Os analistas contactados pela Lusa antecipam que o BCE não deverá decidir esta quinta-feira quaisquer alterações de política monetária, na primeira reunião após o referendo no Reino Unido, que ditou a saída do país da União Europeia.

Na última reunião, que decorreu em Viena a 2 de junho, o Conselho de Governadores do Banco Central Europeu (BCE) decidiu manter a taxa de juro aplicável às operações principais de refinanciamento e as taxas de juro aplicáveis à facilidade permanente de cedência de liquidez e à facilidade permanente de depósito em 0,00%, 0,25% e -0.40%, respetivamente.

Contactada pela Lusa, sobre qual a perspetiva em relação à reunião desta quinta-feira, a analista financeira do BPI Teresa Gil Pinheiro diz que “não serão introduzidas alterações, tanto no que se refere ao nível das taxas de juro diretoras, como no que respeita ao programa de compra de ativos de longo prazo”.

A economista antecipa ainda que, nas declarações que acompanham a decisão, “o BCE deverá reafirmar a total disponibilidade para agir de forma a suportar a estabilidade económica e financeira da zona euro”.

Também Franck Dixmier, da AllianzGI, considera que “o principal objetivo do BCE vai passar por convencer os participantes do mercado de que pode fazer o que for necessário, caso seja forçado a fazê-lo”.

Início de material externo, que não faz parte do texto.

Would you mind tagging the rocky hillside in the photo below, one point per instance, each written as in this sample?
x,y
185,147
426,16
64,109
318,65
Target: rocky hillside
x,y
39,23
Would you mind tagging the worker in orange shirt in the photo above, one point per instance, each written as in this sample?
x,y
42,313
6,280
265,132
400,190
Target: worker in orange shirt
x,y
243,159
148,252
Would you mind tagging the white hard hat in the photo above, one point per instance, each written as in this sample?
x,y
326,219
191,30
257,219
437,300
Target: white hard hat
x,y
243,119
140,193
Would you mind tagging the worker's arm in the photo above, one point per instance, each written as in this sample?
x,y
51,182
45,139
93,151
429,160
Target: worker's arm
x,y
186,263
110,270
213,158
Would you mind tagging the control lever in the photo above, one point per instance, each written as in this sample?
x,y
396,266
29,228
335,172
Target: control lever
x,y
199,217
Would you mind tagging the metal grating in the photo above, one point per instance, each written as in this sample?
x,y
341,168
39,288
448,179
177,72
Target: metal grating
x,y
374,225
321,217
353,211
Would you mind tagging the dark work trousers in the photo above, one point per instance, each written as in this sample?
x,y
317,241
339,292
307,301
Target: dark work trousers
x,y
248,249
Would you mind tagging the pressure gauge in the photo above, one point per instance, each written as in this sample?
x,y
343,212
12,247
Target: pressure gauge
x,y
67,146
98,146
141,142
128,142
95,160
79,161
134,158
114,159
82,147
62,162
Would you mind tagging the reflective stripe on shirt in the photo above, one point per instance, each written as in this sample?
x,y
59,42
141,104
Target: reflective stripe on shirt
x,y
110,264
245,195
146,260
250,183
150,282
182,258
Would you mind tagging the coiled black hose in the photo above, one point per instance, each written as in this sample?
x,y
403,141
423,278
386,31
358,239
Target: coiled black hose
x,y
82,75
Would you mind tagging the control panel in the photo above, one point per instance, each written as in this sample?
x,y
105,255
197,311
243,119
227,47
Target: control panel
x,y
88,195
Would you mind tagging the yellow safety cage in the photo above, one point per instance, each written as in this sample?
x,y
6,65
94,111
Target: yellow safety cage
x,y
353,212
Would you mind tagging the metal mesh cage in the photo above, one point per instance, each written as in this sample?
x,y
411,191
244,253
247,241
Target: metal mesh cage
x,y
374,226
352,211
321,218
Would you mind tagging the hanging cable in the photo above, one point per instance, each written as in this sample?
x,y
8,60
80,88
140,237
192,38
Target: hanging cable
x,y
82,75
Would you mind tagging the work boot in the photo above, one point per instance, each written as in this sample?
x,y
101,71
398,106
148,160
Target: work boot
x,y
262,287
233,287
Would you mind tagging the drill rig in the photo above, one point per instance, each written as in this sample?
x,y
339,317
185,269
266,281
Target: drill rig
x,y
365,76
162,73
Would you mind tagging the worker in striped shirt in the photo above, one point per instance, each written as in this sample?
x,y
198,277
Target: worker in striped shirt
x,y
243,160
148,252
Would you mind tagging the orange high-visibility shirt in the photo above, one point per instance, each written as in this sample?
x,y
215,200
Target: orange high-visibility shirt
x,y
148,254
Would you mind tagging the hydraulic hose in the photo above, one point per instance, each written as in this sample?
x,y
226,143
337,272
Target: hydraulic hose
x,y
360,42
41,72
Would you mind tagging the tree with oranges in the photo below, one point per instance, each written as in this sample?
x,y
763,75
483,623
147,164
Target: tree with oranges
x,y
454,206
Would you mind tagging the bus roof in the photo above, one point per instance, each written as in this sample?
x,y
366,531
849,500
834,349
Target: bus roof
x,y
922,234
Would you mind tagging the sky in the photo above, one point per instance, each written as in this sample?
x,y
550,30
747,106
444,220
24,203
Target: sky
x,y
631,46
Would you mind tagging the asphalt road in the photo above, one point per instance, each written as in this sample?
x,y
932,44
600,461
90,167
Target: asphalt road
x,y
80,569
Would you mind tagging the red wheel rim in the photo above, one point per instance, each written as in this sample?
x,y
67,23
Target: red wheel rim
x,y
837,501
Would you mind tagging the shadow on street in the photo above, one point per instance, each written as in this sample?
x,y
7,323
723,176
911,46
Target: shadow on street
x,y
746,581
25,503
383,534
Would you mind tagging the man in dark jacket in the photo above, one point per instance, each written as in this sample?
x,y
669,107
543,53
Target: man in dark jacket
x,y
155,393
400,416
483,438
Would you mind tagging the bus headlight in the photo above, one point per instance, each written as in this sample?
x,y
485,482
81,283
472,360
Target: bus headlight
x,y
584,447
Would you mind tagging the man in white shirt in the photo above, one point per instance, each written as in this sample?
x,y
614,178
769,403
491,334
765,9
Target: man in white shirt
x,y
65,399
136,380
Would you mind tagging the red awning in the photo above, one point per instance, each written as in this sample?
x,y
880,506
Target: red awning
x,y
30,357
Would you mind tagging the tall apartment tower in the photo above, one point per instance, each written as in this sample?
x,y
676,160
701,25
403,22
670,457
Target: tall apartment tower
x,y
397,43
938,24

Sublinhando que este tem sido “claramente um mês tumultuoso”, Dixmier afirma que “o Brexit vai ser um processo plurianual e [que] é atualmente muito difícil estabelecer consequências macroeconómicas de tal opção, além de um impacto indeterminado no crescimento da zona euro”.

Para o analista da AllianzGI, “apesar de o objetivo de 2% para a inflação de médio prazo na zona euro ser muito difícil de atingir neste contexto, é demasiado cedo para despender energias a tentar corrigi-lo”.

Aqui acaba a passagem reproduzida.